Part 2Functions, powers, and duties of participants in civil aviation system
General offences and liability provisions

45Responsibility for damage

  1. This section applies if material damage or loss is caused to property on land or water by—

  2. an aircraft in flight, taking off, landing, or alighting; or
    1. any person or article in, or falling from, an aircraft referred to in paragraph (a).
      1. Damages are recoverable from the owner of the aircraft for the damage or loss, without proof of negligence or intention or other cause of action, as if the damage or loss were caused by the person’s fault.

      2. Subsection (2) does not apply where the damage or loss was caused by or contributed to by the fault of the person who suffered the damage or loss.

      3. Civil proceedings may be commenced in a court for recovery of damages under subsection (2).

      4. If damage or loss is contributed to by the fault of the person who suffered the damage or loss, the provisions of the Contributory Negligence Act 1947 as to apportionment apply.
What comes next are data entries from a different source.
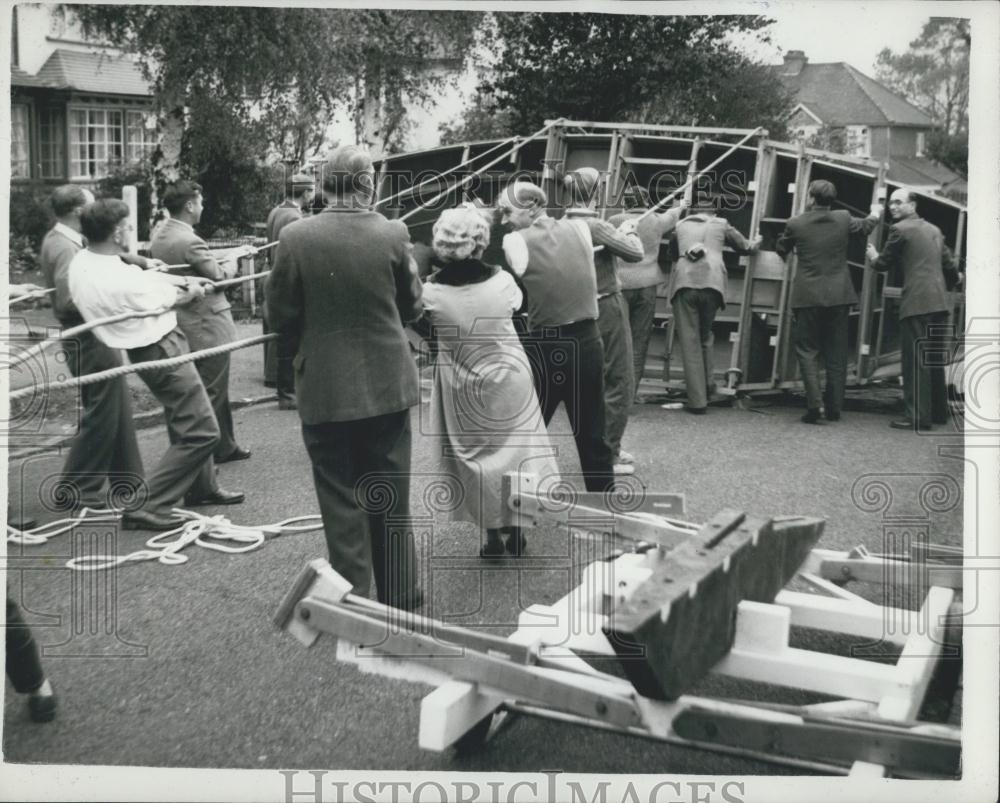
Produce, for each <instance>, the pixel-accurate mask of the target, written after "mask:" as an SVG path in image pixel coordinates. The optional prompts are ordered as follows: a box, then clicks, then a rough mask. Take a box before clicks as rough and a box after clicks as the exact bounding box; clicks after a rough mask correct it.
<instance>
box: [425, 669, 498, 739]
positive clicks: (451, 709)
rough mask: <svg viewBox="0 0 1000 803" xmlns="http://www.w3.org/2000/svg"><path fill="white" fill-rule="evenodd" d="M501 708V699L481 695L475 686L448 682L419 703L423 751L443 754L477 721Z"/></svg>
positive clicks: (478, 720)
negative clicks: (435, 752)
mask: <svg viewBox="0 0 1000 803" xmlns="http://www.w3.org/2000/svg"><path fill="white" fill-rule="evenodd" d="M502 704H503V695H501V694H496V693H491V692H484V691H483V690H482V689H481V688H480V686H479V684H477V683H467V682H465V681H460V680H452V681H450V682H448V683H445V684H444V685H442V686H438V688H437V689H435V690H434V691H432V692H431V693H430V694H428V695H427V696H426V697H424V699H423V700H421V702H420V735H419V738H418V743H419V745H420V747H421V749H423V750H433V751H434V752H438V753H440V752H441V751H442V750H447V749H448V748H449V747H451V746H452V745H453V744H454V743H455V742H457V741H458V740H459V739H460V738H462V736H464V735H465V734H466V733H468V731H469V730H471V729H472V728H473V727H475V726H476V725H477V724H478V723H479V722H480V721H481V720H483V719H484V718H485V717H488V716H489V715H490V714H492V713H493V712H494V711H496V710H497V708H499V707H500V706H501V705H502Z"/></svg>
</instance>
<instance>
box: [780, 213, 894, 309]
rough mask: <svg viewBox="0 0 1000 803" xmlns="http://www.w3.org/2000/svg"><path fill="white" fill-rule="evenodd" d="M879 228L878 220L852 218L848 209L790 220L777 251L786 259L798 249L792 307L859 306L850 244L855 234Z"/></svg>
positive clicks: (793, 285)
mask: <svg viewBox="0 0 1000 803" xmlns="http://www.w3.org/2000/svg"><path fill="white" fill-rule="evenodd" d="M877 224H878V219H877V218H875V217H872V216H868V217H866V218H857V217H852V216H851V213H850V212H848V211H847V210H846V209H810V210H809V211H807V212H803V213H802V214H801V215H798V216H796V217H793V218H792V219H791V220H789V221H788V223H786V224H785V230H784V231H783V232H782V234H781V236H780V237H779V238H778V242H777V244H776V246H775V249H774V250H775V251H777V252H778V253H779V254H780V255H781V256H782V257H785V256H787V255H788V254H789V253H790V252H791V250H792V249H793V248H794V249H795V253H796V254H797V255H798V263H797V265H796V268H795V279H794V281H793V282H792V307H834V306H838V305H841V304H856V303H857V301H858V294H857V292H855V290H854V284H853V282H851V274H850V271H849V270H848V267H847V243H848V240H849V238H850V236H851V235H852V234H861V233H862V232H863V233H864V234H868V233H869V232H870V231H871V230H872V229H874V228H875V226H876V225H877Z"/></svg>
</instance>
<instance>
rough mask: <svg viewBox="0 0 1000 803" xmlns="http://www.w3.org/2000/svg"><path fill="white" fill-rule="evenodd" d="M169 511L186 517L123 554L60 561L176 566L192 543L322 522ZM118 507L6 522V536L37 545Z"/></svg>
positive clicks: (306, 531) (113, 566) (38, 545)
mask: <svg viewBox="0 0 1000 803" xmlns="http://www.w3.org/2000/svg"><path fill="white" fill-rule="evenodd" d="M173 513H174V514H175V515H177V516H179V517H181V518H184V519H187V521H185V522H184V523H183V524H181V525H179V526H178V527H176V528H175V529H173V530H168V531H166V532H162V533H157V534H156V535H154V536H152V537H151V538H149V539H148V540H147V541H146V543H145V546H146V548H145V549H140V550H137V551H135V552H130V553H128V554H124V555H108V554H100V553H98V554H93V555H81V556H78V557H75V558H71V559H70V560H68V561H67V562H66V567H67V568H68V569H73V570H75V571H81V572H93V571H106V570H108V569H113V568H116V567H118V566H124V565H125V564H128V563H141V562H144V561H151V560H155V561H156V562H157V563H162V564H164V565H167V566H177V565H180V564H182V563H186V562H187V561H188V557H189V556H188V555H183V554H181V550H183V549H184V548H185V547H188V546H190V545H191V544H194V545H195V546H200V547H202V548H204V549H211V550H213V551H215V552H224V553H227V554H231V555H235V554H241V553H244V552H252V551H254V550H256V549H260V548H261V547H262V546H263V545H264V542H265V541H267V540H268V538H277V537H278V536H280V535H291V534H295V533H308V532H314V531H316V530H320V529H322V528H323V522H322V519H321V518H320V516H319V515H318V514H315V513H313V514H309V515H306V516H293V517H291V518H288V519H283V520H282V521H279V522H276V523H274V524H261V525H252V526H248V525H242V524H233V523H232V522H231V521H230V520H229V519H228V518H227V517H226V516H223V515H221V514H220V515H215V516H205V515H203V514H201V513H195V512H193V511H190V510H184V509H183V508H174V509H173ZM121 514H122V511H120V510H117V509H113V508H103V509H94V508H86V507H85V508H83V509H82V510H81V511H80V513H79V514H78V515H76V516H72V517H69V518H65V519H60V520H59V521H53V522H49V523H48V524H43V525H41V526H40V527H35V528H33V529H31V530H18V529H16V528H14V527H11V526H10V525H9V524H8V525H7V541H8V543H12V544H19V545H22V546H40V545H42V544H45V543H48V541H50V540H51V539H52V538H55V537H56V536H59V535H63V534H64V533H67V532H71V531H72V530H74V529H75V528H77V527H79V526H81V525H87V524H97V523H109V522H117V521H118V520H119V519H120V517H121Z"/></svg>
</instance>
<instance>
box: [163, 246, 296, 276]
mask: <svg viewBox="0 0 1000 803" xmlns="http://www.w3.org/2000/svg"><path fill="white" fill-rule="evenodd" d="M277 244H278V241H277V240H275V241H274V242H273V243H267V244H266V245H261V246H254V249H253V253H252V254H247V255H246V256H245V257H239V259H249V258H250V257H254V256H256V255H257V254H259V253H260V252H261V251H266V250H267V249H268V248H274V246H276V245H277ZM230 259H232V256H230V255H228V254H227V255H226V256H224V257H222V258H221V259H217V260H216V262H228V261H229V260H230ZM190 267H191V266H190V265H189V264H188V263H186V262H183V263H181V264H179V265H164V266H163V267H162V268H157V270H159V271H166V270H182V269H183V268H190Z"/></svg>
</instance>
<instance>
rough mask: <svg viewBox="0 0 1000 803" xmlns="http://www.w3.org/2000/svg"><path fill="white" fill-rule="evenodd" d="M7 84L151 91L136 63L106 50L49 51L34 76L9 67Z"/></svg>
mask: <svg viewBox="0 0 1000 803" xmlns="http://www.w3.org/2000/svg"><path fill="white" fill-rule="evenodd" d="M18 73H20V75H18ZM28 81H33V82H34V83H28ZM11 83H12V84H13V85H15V86H41V87H49V88H52V89H75V90H77V91H79V92H100V93H104V94H110V95H138V96H141V97H148V96H150V95H151V94H152V91H151V89H150V86H149V82H148V81H146V79H145V78H144V77H143V75H142V71H141V70H140V69H139V65H137V64H136V63H135V62H134V61H132V60H131V59H128V58H126V57H124V56H113V55H110V54H108V53H82V52H79V51H75V50H63V49H57V50H55V51H53V53H52V55H51V56H49V58H48V60H47V61H46V62H45V64H43V65H42V69H40V70H39V71H38V74H37V75H35V76H30V75H28V74H27V73H24V72H23V71H21V70H18V69H17V68H13V67H12V68H11Z"/></svg>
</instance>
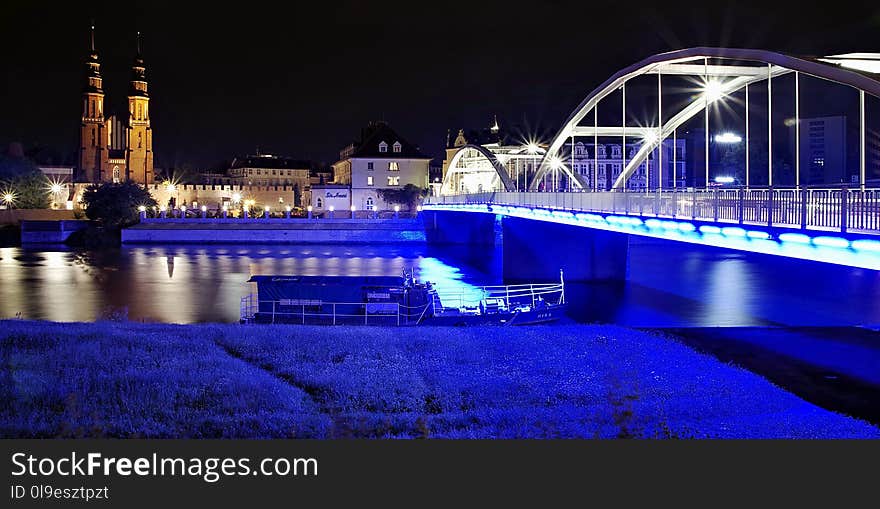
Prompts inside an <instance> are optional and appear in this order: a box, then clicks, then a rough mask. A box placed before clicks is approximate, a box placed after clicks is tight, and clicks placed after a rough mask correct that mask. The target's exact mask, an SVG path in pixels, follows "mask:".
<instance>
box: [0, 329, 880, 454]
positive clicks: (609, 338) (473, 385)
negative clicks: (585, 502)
mask: <svg viewBox="0 0 880 509" xmlns="http://www.w3.org/2000/svg"><path fill="white" fill-rule="evenodd" d="M0 328H2V332H0V359H2V367H0V381H2V383H0V391H2V394H0V398H2V400H3V401H7V402H9V404H7V405H4V408H3V409H2V410H0V436H3V437H198V438H201V437H247V438H261V437H299V438H344V437H380V438H390V437H405V438H419V437H430V438H545V437H546V438H557V437H562V438H615V437H626V438H629V437H638V438H880V429H878V428H876V427H873V426H871V425H869V424H867V423H865V422H862V421H859V420H856V419H852V418H850V417H846V416H843V415H840V414H836V413H833V412H830V411H828V410H824V409H822V408H819V407H817V406H815V405H813V404H810V403H807V402H805V401H803V400H801V399H799V398H797V397H796V396H794V395H792V394H790V393H787V392H785V391H784V390H782V389H780V388H778V387H776V386H774V385H772V384H771V383H770V382H768V381H767V380H765V379H764V378H761V377H759V376H757V375H755V374H753V373H751V372H749V371H746V370H744V369H740V368H737V367H735V366H731V365H728V364H725V363H722V362H719V361H717V360H716V359H714V358H713V357H711V356H708V355H704V354H700V353H698V352H696V351H694V350H691V349H690V348H688V347H686V346H684V345H683V344H681V343H679V342H676V341H672V340H669V339H665V338H663V337H660V336H655V335H651V334H648V333H644V332H639V331H635V330H630V329H624V328H620V327H613V326H592V325H571V326H554V327H523V328H501V327H493V328H431V327H419V328H406V329H397V328H395V329H385V328H379V327H346V328H341V327H340V328H335V327H308V326H238V325H220V324H210V325H186V326H182V325H164V324H137V323H131V322H102V323H75V324H68V323H64V324H62V323H53V322H32V321H22V320H6V321H0Z"/></svg>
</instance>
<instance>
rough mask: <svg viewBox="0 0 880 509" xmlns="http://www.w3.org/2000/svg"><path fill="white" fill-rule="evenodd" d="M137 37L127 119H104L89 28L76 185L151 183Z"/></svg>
mask: <svg viewBox="0 0 880 509" xmlns="http://www.w3.org/2000/svg"><path fill="white" fill-rule="evenodd" d="M140 46H141V44H140V33H138V41H137V55H136V56H135V58H134V63H133V64H132V68H131V71H132V72H131V80H130V83H131V86H130V88H129V91H128V115H127V118H125V120H124V121H123V120H120V119H117V118H116V116H115V115H113V116H110V117H109V118H105V117H104V89H103V88H102V85H103V83H102V82H103V79H102V78H101V63H100V62H99V60H98V52H97V50H96V49H95V27H94V25H93V26H92V28H91V34H90V51H89V57H88V59H87V60H86V80H87V81H86V87H85V89H84V90H83V110H82V124H81V126H80V136H79V138H80V151H79V152H80V153H79V168H78V170H79V174H78V175H77V178H76V179H77V180H78V181H81V182H124V181H126V180H132V181H134V182H137V183H138V184H152V183H153V131H152V129H151V128H150V98H149V95H148V94H147V78H146V68H145V66H144V60H143V58H142V57H141V47H140Z"/></svg>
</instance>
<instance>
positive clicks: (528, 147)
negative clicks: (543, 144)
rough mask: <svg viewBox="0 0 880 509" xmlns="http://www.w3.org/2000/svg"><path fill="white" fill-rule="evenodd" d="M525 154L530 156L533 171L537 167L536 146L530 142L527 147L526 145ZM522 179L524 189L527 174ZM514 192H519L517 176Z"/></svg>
mask: <svg viewBox="0 0 880 509" xmlns="http://www.w3.org/2000/svg"><path fill="white" fill-rule="evenodd" d="M526 152H528V153H529V154H531V155H532V170H533V171H534V170H535V166H537V165H538V155H537V154H538V144H537V143H535V142H534V141H530V142H529V143H528V145H526ZM523 177H524V178H523V181H524V182H523V187H526V184H527V182H525V181H527V180H528V178H529V172H526V174H525V175H524V176H523ZM516 190H517V191H519V175H517V179H516Z"/></svg>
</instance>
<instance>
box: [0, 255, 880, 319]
mask: <svg viewBox="0 0 880 509" xmlns="http://www.w3.org/2000/svg"><path fill="white" fill-rule="evenodd" d="M499 258H500V257H498V256H497V254H496V255H494V256H493V254H492V253H474V252H468V251H466V250H463V249H460V248H459V249H448V248H447V249H440V248H435V247H432V246H403V245H395V246H389V245H376V246H366V245H353V246H338V245H332V246H331V245H326V246H324V245H308V246H289V245H288V246H260V245H247V246H242V245H235V246H192V245H189V246H184V245H175V246H133V247H124V248H121V249H117V250H108V251H100V252H89V251H75V250H67V249H63V248H59V249H46V248H42V249H32V248H22V247H5V248H0V318H10V317H16V316H19V317H22V318H32V319H44V320H55V321H91V320H95V319H99V318H102V317H103V318H107V317H119V316H126V315H127V317H128V318H129V319H132V320H145V321H157V322H172V323H193V322H236V321H238V318H239V304H240V299H241V297H243V296H244V295H246V294H248V293H250V292H252V291H253V288H252V287H251V285H252V283H247V280H248V278H249V277H250V276H251V275H255V274H297V275H397V274H400V273H401V271H402V270H403V269H410V268H413V269H414V270H415V272H416V274H417V275H418V277H419V278H420V279H422V280H428V281H431V282H433V283H434V284H435V285H436V286H437V287H438V288H440V289H441V297H442V295H443V292H444V291H447V292H455V291H459V290H462V289H467V288H470V287H472V286H475V285H482V284H499V283H501V282H502V278H501V268H500V265H499V264H498V263H497V260H498V259H499ZM566 296H567V300H568V302H569V303H570V308H571V309H570V312H569V315H570V317H571V318H572V319H574V320H576V321H579V322H606V323H617V324H621V325H628V326H643V327H675V326H750V325H869V326H874V325H876V324H880V273H878V272H876V271H870V270H862V269H851V268H846V267H839V266H834V265H828V264H820V263H813V262H806V261H800V260H793V259H785V258H779V257H773V256H767V255H756V254H751V253H741V252H733V251H725V250H720V249H716V248H707V247H701V246H695V245H690V244H682V243H675V242H670V241H662V240H651V239H634V240H633V242H632V245H631V248H630V269H629V279H628V280H627V281H626V282H624V283H616V284H573V283H572V284H567V285H566Z"/></svg>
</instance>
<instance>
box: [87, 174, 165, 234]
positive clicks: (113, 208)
mask: <svg viewBox="0 0 880 509" xmlns="http://www.w3.org/2000/svg"><path fill="white" fill-rule="evenodd" d="M83 205H84V206H85V208H86V217H88V218H89V219H92V220H94V221H100V222H101V223H102V224H103V225H104V227H105V228H108V229H116V228H123V227H125V226H130V225H132V224H135V223H137V222H138V210H137V209H138V207H140V206H144V207H147V208H150V207H155V206H156V205H157V204H156V200H154V199H153V197H152V196H150V193H149V191H147V189H146V188H144V187H143V186H141V185H138V184H136V183H135V182H132V181H126V182H122V183H119V184H114V183H110V182H105V183H103V184H92V185H90V186H89V187H87V188H86V190H85V192H84V193H83Z"/></svg>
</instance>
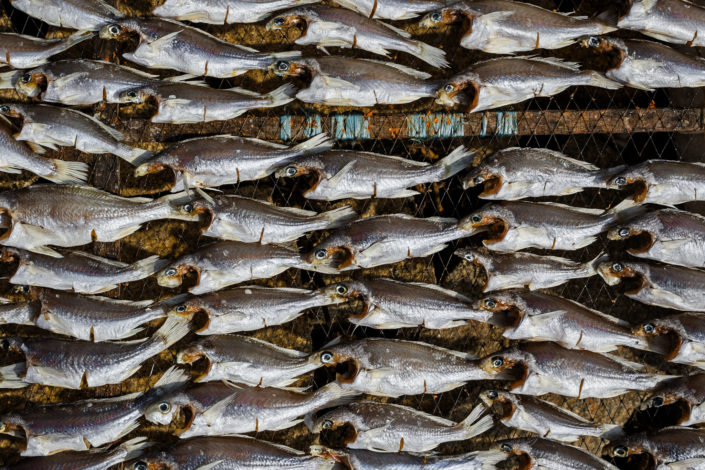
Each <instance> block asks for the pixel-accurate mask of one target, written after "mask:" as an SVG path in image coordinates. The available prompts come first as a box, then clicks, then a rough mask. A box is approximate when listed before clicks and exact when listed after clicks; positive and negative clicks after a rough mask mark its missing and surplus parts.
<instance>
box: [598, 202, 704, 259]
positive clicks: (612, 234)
mask: <svg viewBox="0 0 705 470" xmlns="http://www.w3.org/2000/svg"><path fill="white" fill-rule="evenodd" d="M607 238H609V239H610V240H624V241H626V243H625V247H626V251H627V253H629V254H630V255H632V256H636V257H637V258H644V259H650V260H654V261H660V262H662V263H666V264H675V265H678V266H684V267H687V268H703V267H705V217H703V216H701V215H699V214H694V213H691V212H686V211H681V210H677V209H659V210H656V211H650V212H647V213H645V214H642V215H641V216H639V217H636V218H633V219H630V220H628V221H625V222H622V223H621V224H619V225H617V226H616V227H613V228H612V229H610V231H609V232H607Z"/></svg>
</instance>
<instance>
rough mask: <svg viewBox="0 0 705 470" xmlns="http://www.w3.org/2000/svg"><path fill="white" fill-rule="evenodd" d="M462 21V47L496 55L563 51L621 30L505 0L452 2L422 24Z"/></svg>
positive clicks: (531, 4)
mask: <svg viewBox="0 0 705 470" xmlns="http://www.w3.org/2000/svg"><path fill="white" fill-rule="evenodd" d="M460 21H467V22H468V30H467V32H465V34H463V36H462V39H461V40H460V45H461V46H462V47H464V48H466V49H478V50H482V51H485V52H489V53H493V54H513V53H515V52H524V51H533V50H536V49H561V48H563V47H566V46H569V45H571V44H574V43H576V42H578V41H579V40H580V39H581V38H583V37H585V36H597V35H600V34H607V33H609V32H612V31H615V30H616V29H617V28H615V27H612V26H608V25H606V24H604V23H602V22H600V21H599V20H596V19H589V18H586V17H579V16H571V15H570V14H569V13H568V14H567V13H562V12H557V11H551V10H547V9H545V8H541V7H539V6H536V5H532V4H529V3H524V2H513V1H505V0H479V1H478V0H474V1H460V2H458V3H452V4H450V5H448V6H446V7H445V8H443V9H441V10H437V11H434V12H431V13H429V14H427V15H426V16H425V17H424V18H423V19H422V20H421V25H422V26H425V27H438V26H441V25H443V24H449V23H455V22H460Z"/></svg>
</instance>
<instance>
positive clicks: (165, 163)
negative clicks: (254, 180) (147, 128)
mask: <svg viewBox="0 0 705 470" xmlns="http://www.w3.org/2000/svg"><path fill="white" fill-rule="evenodd" d="M331 145H332V142H331V140H330V139H329V138H328V136H327V135H326V134H318V135H316V136H315V137H312V138H310V139H308V140H306V141H304V142H302V143H300V144H298V145H294V146H291V147H288V146H285V145H280V144H274V143H271V142H266V141H264V140H259V139H251V138H247V137H235V136H230V135H219V136H213V137H197V138H194V139H187V140H183V141H181V142H178V143H176V144H174V145H172V146H171V147H169V148H167V149H166V150H163V151H162V152H160V153H158V154H157V155H155V156H153V157H152V158H150V159H149V160H147V161H145V162H142V164H141V165H139V166H138V167H137V169H135V176H144V175H146V174H148V173H154V172H157V171H160V170H162V169H164V168H169V169H171V170H172V171H173V172H174V173H175V181H176V184H175V185H174V187H173V188H172V189H171V191H172V192H177V191H181V190H182V189H184V188H185V187H186V186H188V187H200V188H214V187H217V186H222V185H226V184H237V183H240V182H242V181H252V180H258V179H261V178H265V177H267V176H269V175H271V174H272V173H274V172H275V171H276V170H277V169H278V168H280V167H282V166H284V165H286V164H288V163H289V162H291V161H293V160H295V159H296V158H298V157H301V156H304V155H309V154H313V153H319V152H324V151H326V150H328V149H330V148H331Z"/></svg>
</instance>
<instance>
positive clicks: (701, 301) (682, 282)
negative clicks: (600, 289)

      5. If the owner of an aircraft has hired the aircraft out to any other person for a period greater than 28 days and no pilot, commander, navigator, or operative member of the crew of the aircraft is in the employment of the owner, this section and sections 46 and 47 apply as though every reference to the owner were a reference to the person who hired the aircraft.

      6. For the purposes of this section, fault means negligence, breach of statutory duty, or other act or omission that gives rise to a liability in tort or would, apart from the Contributory Negligence Act 1947, give rise to the defence of contributory negligence.